- Directed by: Georges Méliès
- Starring: Georges Méliès
- Production company: Star Film Company
- Release date: 1903;
- Country: France
- Language: Silent

= Ten Ladies in One Umbrella =

La Parapluie fantastique, known in English as Ten Ladies in One Umbrella, Ten Girls in One Umbrella, and Ten Ladies in an Umbrella, is a 1903 French silent trick film by Georges Méliès.

==Production and themes==
Méliès plays the magician in the film, the special effects for which were achieved using substitution splices and dissolves.

The film is strongly influenced by the Pygmalion myth, as is suggested by the inscription "Galathea Théâtre" on the set and various classical motifs, including Grecian costumes, classical musical instruments such as the auloi and the lyre, and a backdrop showing a classical landscape with a tempietto.

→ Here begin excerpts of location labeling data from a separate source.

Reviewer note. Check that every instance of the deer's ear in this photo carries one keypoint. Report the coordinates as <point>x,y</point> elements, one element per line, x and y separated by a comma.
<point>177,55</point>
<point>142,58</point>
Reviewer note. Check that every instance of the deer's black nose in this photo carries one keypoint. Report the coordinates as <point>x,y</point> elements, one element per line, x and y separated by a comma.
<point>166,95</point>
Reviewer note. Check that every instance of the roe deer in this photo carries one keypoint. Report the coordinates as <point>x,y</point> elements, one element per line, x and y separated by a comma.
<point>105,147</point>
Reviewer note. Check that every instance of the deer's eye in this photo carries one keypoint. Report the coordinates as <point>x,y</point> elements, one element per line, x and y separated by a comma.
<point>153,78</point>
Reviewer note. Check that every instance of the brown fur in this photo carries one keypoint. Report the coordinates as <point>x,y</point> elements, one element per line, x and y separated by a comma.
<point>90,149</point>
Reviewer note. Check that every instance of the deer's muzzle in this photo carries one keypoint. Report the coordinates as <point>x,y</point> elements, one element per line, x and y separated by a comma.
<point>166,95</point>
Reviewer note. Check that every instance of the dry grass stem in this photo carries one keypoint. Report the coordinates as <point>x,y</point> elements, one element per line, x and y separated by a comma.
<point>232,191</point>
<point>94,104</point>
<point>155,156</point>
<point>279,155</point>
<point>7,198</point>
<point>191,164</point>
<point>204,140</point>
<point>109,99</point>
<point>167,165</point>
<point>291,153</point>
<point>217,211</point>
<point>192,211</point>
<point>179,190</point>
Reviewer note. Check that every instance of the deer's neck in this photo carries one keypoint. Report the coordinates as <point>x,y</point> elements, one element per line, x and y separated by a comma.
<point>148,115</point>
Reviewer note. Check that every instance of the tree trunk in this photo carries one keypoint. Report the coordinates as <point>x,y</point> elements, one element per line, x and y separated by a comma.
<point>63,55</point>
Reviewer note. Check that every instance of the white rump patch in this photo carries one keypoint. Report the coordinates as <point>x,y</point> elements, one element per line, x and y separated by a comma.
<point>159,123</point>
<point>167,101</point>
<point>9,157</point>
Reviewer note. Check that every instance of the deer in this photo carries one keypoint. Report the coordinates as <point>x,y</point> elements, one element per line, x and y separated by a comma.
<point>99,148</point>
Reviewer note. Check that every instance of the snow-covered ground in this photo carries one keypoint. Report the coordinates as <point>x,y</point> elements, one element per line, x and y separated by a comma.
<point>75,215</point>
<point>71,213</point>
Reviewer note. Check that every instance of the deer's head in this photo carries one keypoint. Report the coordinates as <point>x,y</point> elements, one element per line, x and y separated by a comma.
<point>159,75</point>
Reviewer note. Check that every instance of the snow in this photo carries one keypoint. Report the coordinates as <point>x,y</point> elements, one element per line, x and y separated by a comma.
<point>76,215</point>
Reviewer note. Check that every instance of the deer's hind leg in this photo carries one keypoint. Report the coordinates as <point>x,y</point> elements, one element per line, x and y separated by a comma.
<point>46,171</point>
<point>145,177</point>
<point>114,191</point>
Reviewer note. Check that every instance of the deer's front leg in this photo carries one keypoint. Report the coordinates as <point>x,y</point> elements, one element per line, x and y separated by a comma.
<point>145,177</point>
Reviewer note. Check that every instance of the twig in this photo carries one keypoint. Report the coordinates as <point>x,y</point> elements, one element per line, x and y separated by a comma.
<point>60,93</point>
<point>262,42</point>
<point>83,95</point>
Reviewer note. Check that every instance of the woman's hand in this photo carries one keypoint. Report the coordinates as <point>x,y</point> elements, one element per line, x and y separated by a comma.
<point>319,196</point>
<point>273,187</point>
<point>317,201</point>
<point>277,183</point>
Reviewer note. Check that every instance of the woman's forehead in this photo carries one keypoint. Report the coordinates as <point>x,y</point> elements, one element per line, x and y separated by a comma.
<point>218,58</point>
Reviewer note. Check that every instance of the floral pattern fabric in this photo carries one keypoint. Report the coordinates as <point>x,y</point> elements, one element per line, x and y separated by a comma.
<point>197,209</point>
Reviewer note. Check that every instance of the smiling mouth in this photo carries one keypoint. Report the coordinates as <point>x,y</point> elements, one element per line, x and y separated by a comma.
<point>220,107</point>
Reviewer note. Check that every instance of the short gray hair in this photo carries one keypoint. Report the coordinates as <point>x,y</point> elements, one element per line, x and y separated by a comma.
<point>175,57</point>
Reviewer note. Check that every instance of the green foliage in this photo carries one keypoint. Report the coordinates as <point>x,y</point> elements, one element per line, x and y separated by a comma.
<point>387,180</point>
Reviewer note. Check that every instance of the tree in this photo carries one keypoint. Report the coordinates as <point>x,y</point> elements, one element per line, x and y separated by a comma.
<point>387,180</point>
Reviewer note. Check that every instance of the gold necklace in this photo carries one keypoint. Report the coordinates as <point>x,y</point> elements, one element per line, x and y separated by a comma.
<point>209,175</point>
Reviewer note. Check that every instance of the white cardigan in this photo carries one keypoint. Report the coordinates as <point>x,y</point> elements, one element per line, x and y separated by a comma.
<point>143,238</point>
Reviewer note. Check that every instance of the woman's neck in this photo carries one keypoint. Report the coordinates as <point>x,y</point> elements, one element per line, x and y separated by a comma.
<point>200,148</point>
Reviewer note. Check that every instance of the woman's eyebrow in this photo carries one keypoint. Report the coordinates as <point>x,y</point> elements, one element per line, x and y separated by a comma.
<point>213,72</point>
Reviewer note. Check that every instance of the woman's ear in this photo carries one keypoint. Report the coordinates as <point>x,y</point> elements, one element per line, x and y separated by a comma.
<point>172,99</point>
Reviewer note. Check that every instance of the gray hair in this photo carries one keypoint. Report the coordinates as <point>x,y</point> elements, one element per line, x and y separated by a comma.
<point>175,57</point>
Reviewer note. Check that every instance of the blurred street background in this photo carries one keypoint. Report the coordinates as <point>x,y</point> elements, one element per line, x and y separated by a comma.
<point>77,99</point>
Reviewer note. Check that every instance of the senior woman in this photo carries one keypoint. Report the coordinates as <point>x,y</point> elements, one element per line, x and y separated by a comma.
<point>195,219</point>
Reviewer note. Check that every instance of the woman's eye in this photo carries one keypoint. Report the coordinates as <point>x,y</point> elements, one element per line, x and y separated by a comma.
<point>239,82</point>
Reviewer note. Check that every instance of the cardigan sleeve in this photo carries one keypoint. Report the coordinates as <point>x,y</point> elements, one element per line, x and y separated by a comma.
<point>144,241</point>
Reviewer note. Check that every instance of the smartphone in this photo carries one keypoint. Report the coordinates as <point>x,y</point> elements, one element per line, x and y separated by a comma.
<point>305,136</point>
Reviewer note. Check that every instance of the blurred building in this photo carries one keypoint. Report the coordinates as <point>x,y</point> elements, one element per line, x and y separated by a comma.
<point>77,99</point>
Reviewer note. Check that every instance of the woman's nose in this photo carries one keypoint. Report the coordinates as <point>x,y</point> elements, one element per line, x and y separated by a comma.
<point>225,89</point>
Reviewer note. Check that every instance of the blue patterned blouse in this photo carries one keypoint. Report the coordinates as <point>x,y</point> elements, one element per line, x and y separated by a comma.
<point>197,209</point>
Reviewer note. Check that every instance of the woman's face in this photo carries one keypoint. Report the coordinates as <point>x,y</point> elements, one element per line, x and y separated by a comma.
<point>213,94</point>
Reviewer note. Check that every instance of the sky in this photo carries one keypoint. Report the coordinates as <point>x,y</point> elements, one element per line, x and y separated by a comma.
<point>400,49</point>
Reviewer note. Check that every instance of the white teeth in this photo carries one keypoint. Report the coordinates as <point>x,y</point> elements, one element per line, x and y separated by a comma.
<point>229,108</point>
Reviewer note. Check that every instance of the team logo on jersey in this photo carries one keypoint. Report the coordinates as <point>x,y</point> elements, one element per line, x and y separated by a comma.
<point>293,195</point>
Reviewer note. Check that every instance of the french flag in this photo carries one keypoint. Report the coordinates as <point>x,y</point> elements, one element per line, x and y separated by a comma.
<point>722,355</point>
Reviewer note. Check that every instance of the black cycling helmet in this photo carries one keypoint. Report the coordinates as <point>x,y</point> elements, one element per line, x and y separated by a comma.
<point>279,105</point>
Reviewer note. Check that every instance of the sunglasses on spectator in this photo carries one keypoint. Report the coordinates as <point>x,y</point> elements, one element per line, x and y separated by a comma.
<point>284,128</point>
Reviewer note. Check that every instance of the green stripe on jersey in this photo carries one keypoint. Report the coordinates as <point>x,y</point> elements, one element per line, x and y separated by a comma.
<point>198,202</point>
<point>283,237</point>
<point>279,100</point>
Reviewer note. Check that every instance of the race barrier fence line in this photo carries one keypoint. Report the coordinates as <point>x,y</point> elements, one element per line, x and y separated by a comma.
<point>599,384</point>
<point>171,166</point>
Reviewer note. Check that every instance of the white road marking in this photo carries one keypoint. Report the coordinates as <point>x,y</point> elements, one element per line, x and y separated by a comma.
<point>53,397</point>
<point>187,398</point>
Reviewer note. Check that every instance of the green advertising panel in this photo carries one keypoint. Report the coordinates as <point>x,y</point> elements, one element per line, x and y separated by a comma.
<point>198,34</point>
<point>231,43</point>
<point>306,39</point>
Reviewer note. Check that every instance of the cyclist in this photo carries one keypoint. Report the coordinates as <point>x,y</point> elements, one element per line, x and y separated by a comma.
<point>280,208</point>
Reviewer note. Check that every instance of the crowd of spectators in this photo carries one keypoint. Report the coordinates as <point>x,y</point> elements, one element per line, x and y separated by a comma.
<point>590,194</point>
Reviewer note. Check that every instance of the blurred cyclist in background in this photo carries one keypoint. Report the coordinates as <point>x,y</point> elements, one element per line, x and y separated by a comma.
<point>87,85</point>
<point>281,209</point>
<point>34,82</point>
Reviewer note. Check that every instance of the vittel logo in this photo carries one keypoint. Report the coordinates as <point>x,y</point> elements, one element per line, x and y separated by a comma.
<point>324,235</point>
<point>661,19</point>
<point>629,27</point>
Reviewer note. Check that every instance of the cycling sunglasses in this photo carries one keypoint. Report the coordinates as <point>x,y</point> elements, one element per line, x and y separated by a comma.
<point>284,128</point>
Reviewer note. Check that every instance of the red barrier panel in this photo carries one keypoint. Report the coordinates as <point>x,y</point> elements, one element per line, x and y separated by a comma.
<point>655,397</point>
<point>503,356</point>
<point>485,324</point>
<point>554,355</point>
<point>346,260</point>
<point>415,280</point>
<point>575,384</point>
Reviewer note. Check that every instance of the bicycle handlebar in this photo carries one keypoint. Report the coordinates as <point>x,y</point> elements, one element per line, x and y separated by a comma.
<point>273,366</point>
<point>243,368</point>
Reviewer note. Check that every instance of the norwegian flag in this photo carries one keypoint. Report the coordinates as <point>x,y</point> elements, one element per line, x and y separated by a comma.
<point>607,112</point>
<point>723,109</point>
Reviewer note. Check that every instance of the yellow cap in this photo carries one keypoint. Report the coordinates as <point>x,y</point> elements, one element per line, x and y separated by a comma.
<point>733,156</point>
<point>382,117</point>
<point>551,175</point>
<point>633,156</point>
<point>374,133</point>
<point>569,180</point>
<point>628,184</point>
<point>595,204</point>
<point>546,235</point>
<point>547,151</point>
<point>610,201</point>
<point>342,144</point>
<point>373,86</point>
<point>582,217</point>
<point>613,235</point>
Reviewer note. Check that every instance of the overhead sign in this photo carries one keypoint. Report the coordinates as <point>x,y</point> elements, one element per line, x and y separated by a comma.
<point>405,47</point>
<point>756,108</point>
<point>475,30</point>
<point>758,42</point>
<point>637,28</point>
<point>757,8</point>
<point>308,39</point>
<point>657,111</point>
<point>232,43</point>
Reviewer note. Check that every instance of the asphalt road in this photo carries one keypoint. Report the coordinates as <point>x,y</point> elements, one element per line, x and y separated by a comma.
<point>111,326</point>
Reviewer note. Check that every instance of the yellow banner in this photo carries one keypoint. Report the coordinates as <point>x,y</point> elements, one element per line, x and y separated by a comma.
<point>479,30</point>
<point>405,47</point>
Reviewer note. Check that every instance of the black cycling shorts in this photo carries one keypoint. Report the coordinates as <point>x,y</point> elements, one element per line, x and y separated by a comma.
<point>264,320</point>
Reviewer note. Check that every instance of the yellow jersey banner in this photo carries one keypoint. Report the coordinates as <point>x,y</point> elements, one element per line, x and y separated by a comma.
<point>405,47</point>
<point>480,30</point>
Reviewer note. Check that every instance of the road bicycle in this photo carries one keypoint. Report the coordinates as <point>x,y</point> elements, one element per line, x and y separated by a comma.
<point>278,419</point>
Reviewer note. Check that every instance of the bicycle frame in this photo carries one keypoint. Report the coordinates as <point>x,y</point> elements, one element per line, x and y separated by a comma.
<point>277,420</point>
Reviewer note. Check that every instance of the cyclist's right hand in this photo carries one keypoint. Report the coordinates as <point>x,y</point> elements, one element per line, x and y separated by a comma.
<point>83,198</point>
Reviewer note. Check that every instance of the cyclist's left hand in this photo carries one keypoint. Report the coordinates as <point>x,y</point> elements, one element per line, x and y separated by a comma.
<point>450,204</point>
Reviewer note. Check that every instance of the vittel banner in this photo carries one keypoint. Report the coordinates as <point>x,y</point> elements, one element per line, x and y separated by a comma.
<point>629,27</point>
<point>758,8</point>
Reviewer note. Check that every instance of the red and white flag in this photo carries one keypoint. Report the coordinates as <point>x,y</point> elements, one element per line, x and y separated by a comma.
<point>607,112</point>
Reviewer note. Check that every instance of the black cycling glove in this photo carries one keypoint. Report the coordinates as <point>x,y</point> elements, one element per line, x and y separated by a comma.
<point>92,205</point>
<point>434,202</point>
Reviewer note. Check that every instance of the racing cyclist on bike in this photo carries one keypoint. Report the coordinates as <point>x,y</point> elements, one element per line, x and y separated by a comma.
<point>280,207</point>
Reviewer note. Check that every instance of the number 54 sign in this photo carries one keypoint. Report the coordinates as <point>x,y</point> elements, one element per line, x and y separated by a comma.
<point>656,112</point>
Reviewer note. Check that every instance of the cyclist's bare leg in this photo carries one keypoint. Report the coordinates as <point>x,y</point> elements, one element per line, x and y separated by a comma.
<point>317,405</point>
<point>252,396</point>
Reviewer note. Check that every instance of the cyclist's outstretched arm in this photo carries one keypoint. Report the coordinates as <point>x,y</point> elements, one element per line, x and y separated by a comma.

Classical scholar Martin M. Winkler concludes: "Méliès the filmmaker-wizard-creator is evidently a modern Pygmalion."

==Release==
The film was sold by Méliès's Star Film Company and is numbered 506–507 in its catalogues. In America, the film was sold as Ten Ladies in One Umbrella; in Britain, the title was Ten Girls in One Umbrella. The variant title Ten Ladies in an Umbrella was used for David Shepard's 2008 restoration of the film. A paper print of the film survives at the Library of Congress.